Climate change is already having staggering effects on oceans and ice-filled regions that encompass 80% of the Earth, and future damage from rising seas and melting glaciers is now all but certain, according to a sobering new report from the United Nations.

The warming climate is killing coral reefs, supercharging monster storms and fueling deadly marine heat waves and record losses of sea ice. And Wednesday’s report on the world’s oceans, glaciers, polar regions and ice sheets finds that such effects foreshadow a more catastrophic future as long as greenhouse gas emissions remain unchecked.

Given current emissions levels, a number of serious effects are essentially unavoidable, says the report of the Intergovernmental Panel on Climate Change (IPCC).

Hundred-year floods will become an annual occurrence by 2050 in some cities and small island nations, according to the IPCC. Several of those cities are in the United States, including its second largest, Los Angeles.

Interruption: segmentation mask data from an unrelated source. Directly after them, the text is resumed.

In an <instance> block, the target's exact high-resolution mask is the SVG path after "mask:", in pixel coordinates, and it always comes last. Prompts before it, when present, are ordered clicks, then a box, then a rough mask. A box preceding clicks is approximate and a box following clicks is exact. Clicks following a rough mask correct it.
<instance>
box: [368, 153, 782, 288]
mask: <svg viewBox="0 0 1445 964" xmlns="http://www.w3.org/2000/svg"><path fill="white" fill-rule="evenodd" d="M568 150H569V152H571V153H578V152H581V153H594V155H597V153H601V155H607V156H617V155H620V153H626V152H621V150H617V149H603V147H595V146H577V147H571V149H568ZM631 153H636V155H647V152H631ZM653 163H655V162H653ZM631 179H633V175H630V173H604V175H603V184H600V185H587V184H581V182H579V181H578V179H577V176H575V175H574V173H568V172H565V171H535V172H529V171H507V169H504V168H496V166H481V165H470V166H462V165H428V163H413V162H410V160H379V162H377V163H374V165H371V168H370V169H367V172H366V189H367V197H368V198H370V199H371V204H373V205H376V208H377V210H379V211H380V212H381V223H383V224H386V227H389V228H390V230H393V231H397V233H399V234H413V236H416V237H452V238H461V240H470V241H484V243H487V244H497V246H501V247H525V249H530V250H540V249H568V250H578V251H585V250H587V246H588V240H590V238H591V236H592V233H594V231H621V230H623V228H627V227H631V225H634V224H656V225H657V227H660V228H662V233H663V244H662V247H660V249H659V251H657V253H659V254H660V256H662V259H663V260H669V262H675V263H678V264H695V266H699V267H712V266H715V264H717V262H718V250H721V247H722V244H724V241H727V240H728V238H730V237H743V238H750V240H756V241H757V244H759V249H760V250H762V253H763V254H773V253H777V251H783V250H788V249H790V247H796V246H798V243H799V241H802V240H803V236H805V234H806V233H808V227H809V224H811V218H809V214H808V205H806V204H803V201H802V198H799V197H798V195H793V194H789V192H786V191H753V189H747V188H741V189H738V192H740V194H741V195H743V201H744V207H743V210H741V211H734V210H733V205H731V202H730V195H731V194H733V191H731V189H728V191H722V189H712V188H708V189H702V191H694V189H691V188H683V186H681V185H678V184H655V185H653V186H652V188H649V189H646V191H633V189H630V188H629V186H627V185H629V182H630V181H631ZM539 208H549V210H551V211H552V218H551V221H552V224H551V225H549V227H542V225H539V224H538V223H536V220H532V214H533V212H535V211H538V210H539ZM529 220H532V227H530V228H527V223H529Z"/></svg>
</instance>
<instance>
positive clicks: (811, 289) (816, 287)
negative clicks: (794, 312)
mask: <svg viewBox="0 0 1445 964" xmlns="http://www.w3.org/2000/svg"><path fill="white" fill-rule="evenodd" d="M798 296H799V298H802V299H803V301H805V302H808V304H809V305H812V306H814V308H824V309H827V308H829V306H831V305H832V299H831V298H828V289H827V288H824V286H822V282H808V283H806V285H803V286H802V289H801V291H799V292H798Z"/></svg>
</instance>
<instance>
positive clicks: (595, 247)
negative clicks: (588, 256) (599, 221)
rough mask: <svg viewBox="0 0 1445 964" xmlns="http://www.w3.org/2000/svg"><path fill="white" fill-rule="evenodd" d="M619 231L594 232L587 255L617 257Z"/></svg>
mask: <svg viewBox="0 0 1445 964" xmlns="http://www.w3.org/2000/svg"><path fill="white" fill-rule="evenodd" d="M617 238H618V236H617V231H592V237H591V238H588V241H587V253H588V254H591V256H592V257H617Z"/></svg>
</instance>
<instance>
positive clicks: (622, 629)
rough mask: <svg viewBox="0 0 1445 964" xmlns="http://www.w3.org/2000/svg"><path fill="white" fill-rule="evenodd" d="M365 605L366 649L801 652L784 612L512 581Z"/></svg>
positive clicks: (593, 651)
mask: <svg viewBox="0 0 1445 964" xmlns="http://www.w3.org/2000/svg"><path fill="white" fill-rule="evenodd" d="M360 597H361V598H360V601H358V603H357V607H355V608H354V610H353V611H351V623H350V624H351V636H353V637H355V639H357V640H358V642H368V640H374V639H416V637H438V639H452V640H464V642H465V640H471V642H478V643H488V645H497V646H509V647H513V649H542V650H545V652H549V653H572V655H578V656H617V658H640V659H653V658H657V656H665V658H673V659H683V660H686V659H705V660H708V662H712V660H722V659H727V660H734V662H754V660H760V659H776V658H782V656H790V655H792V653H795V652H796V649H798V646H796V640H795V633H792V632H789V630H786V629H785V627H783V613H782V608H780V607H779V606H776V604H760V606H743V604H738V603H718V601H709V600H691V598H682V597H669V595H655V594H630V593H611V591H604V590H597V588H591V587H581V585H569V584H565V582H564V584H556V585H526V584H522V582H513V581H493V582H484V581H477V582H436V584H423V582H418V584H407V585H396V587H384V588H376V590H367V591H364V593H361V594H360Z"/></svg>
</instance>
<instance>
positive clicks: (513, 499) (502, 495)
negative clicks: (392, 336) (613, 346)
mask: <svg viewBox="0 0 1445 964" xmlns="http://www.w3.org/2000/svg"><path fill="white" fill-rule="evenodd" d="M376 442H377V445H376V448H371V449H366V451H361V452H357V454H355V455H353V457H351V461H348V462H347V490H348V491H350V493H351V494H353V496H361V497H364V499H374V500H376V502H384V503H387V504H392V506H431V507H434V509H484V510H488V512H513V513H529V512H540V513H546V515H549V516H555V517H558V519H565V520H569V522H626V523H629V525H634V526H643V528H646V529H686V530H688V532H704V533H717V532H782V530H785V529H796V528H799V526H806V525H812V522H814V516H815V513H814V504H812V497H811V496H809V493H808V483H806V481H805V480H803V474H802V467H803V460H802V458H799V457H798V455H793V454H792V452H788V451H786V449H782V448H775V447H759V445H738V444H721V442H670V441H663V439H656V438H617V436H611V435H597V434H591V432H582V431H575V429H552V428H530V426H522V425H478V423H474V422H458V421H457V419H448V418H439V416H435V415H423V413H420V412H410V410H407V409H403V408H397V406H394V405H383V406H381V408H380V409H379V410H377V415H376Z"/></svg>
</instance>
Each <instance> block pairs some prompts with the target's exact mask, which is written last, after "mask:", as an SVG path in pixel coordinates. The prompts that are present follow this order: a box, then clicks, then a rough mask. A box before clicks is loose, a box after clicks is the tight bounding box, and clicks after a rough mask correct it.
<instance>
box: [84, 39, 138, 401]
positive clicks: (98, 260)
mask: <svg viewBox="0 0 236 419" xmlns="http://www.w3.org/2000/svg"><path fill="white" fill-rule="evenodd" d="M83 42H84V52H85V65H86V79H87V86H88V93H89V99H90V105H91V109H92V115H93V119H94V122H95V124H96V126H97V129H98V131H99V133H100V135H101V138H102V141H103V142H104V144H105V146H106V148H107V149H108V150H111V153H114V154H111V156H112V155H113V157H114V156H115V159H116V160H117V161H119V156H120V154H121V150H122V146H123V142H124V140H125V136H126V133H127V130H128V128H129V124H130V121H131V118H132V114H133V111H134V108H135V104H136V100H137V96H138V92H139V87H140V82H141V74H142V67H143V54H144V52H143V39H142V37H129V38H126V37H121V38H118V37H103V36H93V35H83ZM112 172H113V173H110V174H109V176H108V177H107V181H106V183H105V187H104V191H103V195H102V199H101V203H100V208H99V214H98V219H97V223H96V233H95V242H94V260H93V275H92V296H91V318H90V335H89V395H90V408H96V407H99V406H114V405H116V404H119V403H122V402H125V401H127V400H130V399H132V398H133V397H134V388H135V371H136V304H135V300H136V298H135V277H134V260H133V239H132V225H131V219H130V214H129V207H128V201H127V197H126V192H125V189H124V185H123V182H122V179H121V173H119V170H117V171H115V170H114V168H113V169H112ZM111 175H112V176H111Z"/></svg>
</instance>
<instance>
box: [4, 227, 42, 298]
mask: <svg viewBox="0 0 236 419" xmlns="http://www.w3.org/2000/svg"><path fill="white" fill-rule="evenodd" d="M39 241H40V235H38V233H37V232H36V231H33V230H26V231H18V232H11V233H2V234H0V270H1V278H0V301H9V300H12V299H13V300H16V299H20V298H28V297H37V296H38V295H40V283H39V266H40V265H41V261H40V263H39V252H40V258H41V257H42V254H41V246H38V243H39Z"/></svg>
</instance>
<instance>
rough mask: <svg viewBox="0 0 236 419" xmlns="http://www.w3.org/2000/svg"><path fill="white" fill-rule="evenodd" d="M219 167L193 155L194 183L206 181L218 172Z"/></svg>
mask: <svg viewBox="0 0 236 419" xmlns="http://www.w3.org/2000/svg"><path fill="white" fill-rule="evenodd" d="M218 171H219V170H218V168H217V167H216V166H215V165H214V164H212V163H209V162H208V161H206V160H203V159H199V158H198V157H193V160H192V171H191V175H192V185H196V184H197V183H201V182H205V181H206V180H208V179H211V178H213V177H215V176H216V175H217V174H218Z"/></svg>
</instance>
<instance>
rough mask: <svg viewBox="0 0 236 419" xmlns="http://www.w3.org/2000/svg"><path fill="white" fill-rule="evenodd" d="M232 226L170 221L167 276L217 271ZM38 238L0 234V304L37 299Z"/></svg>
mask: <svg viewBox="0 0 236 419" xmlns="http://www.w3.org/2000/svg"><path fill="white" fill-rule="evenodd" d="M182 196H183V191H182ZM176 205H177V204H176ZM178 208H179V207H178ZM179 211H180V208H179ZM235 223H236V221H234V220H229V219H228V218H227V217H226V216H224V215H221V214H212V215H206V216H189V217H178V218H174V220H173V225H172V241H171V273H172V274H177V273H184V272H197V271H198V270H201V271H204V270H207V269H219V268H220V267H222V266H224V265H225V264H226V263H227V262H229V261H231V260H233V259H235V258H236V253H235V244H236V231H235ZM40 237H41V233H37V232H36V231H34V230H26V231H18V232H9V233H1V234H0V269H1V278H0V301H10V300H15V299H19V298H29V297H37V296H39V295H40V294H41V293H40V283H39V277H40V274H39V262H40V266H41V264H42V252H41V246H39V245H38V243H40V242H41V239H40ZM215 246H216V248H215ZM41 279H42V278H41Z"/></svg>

What more evidence do we need?” said Eric Garcetti, LA’s mayor, in response to the report. “These are our streets flooding, these are our homes burning, and in cities, we know this is real, and this is not just about resilience, it’s about adaptability.”

If emissions continue to increase, global sea levels could rise by more than three feet by the end of this century — about 12% higher than the group estimated as recently as 2013. Melting glaciers could harm water supplies, and warming oceans could wreck marine fisheries.

“As a result of excess greenhouse gases in the atmosphere, the ocean today is higher, warmer, more acidic, less productive and holds less oxygen,” said Jane Lubchenco, a former administrator of the National Oceanic and Atmospheric Administration (NOAA). “The conclusion is inescapable: The impacts of climate change on the ocean are well underway. Unless we take very serious action very soon, these impacts will get worse — much, much worse.”